Gebremedhin insists Eritrean farming would improve if rain-water were used more efficiently, adding that he started a project more than two years ago to prove it.


SELF-HELP


Protecting the soil and slowing the flow of rain-water keeps the soil moist, helping vegetation to grow, he says, standing at the top of a dry and stony valley less than 12 miles from the capital Asmara.


Conservation of water and soil is best done with manmade obstacles, or ideally by vegetation, he says.


Deforestation and destruction of vegetation have been problems in Eritrea.


Agriculture, population pressures, poverty, use of wood for cooking, and destruction of cover for Eritrean guerrillas during the 30-year independence struggle have taken a toll.


While 30 percent of the country was covered in forest a century ago, that figure fell to 5 percent in 1960, and less than 1 percent in 1995, official sources say.


Looking into the valley, while buses grind their gears up the nearby road, a splash of green stands out in the valley below.


Welcome to Manguda Mountain Farm, says Gebremedhin 15 minutes later, now sitting under an acacia and pouring a cup of tea somewhere in the splash of green. After three years of work, the results are beginning to show.


"Every year, we see greater cover, grass cover," he says, delighting in the young trees that have germinated by themselves and the monkeys who come to visit.


PROTECTING SOIL


With help from the nearby village of Shiketi, and government-organized students, Gebremedhin has built a variety of stone obstacles -- terraces, dams, and micro-basins -- in the valley, protecting the soil and slowing rain-water when it comes.


"The combination of land, water, labor, the market and technology are all vital factors (for increased production of food)," he says.


The proper conservation of soil and water certainly helps.


Using his stick to scratch the earth above a micro-basin, a semi-circular group of stones that stop the soil and rain-water from rushing away, Gebremedhin makes his point effectively.


"It's still wet," he says comparing it to the dry earth outside the stones.


This moisture provides conditions for vegetation to grow.

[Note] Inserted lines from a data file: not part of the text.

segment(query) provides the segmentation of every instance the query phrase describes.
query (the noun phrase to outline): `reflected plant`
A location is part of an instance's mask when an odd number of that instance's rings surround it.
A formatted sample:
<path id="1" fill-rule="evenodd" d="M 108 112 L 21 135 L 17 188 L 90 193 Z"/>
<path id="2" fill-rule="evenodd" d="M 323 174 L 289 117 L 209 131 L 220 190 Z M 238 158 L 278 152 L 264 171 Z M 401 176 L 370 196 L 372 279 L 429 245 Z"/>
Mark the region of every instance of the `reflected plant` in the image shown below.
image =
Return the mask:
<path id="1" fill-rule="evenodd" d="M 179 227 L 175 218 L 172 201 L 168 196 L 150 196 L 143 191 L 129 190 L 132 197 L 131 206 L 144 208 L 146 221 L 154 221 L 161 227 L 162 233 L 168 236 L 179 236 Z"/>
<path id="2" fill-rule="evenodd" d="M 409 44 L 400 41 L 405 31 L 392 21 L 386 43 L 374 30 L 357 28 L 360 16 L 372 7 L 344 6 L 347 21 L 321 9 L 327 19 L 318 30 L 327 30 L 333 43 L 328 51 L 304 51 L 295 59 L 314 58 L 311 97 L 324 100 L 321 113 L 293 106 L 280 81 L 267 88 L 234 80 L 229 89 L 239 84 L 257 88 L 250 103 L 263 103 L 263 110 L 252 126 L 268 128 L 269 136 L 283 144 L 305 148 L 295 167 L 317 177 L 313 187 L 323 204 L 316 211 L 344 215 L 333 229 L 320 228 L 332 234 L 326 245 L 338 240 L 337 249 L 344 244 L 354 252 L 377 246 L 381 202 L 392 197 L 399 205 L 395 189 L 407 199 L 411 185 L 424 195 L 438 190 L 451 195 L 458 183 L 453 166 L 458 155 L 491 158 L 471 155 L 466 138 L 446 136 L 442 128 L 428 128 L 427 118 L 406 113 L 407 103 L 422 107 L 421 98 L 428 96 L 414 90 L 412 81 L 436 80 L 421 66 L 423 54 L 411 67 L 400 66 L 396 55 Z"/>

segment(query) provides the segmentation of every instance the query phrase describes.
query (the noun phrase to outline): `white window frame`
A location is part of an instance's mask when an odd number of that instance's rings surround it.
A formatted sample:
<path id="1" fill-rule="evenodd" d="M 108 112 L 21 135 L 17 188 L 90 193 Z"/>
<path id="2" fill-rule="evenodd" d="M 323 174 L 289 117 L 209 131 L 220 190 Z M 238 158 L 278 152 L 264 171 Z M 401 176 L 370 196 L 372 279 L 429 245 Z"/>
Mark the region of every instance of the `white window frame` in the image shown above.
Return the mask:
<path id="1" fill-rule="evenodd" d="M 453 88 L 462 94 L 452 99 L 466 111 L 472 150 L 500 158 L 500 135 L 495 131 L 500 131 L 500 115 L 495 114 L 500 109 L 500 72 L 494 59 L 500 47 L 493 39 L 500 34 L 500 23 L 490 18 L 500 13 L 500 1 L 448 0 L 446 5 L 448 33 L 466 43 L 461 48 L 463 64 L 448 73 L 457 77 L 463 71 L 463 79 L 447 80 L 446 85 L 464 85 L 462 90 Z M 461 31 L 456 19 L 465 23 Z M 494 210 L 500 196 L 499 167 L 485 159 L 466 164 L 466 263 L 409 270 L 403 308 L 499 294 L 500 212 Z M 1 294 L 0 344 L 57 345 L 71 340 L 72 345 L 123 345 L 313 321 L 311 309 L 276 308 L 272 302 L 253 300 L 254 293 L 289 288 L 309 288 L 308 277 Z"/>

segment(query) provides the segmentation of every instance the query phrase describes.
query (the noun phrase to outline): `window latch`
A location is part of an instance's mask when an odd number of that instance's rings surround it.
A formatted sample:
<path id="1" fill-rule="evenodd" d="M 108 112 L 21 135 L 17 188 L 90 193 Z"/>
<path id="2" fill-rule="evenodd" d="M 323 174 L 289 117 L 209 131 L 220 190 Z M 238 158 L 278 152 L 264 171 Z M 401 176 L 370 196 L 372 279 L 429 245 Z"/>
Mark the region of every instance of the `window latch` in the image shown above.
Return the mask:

Elsewhere in Eritrea, drought has made growth of grass more difficult, and farmers have been forced to sell their animals.


"Shiketi doesn't suffer that, because they have this resource," says Gebremedhin proudly, saying Shiketi residents can cut the grass from the project and take it back to their animals.


The villagers can also take the dead wood for cooking, and Gebremedhin has since had to employ extra guards at night to protect the other trees.


And, he says, spooning out white honey to go with the tea, "while we are sitting here, water is seeping down into (the village) wells and onto the plains below."


The honey, of course, comes from Gebremedhin's bees.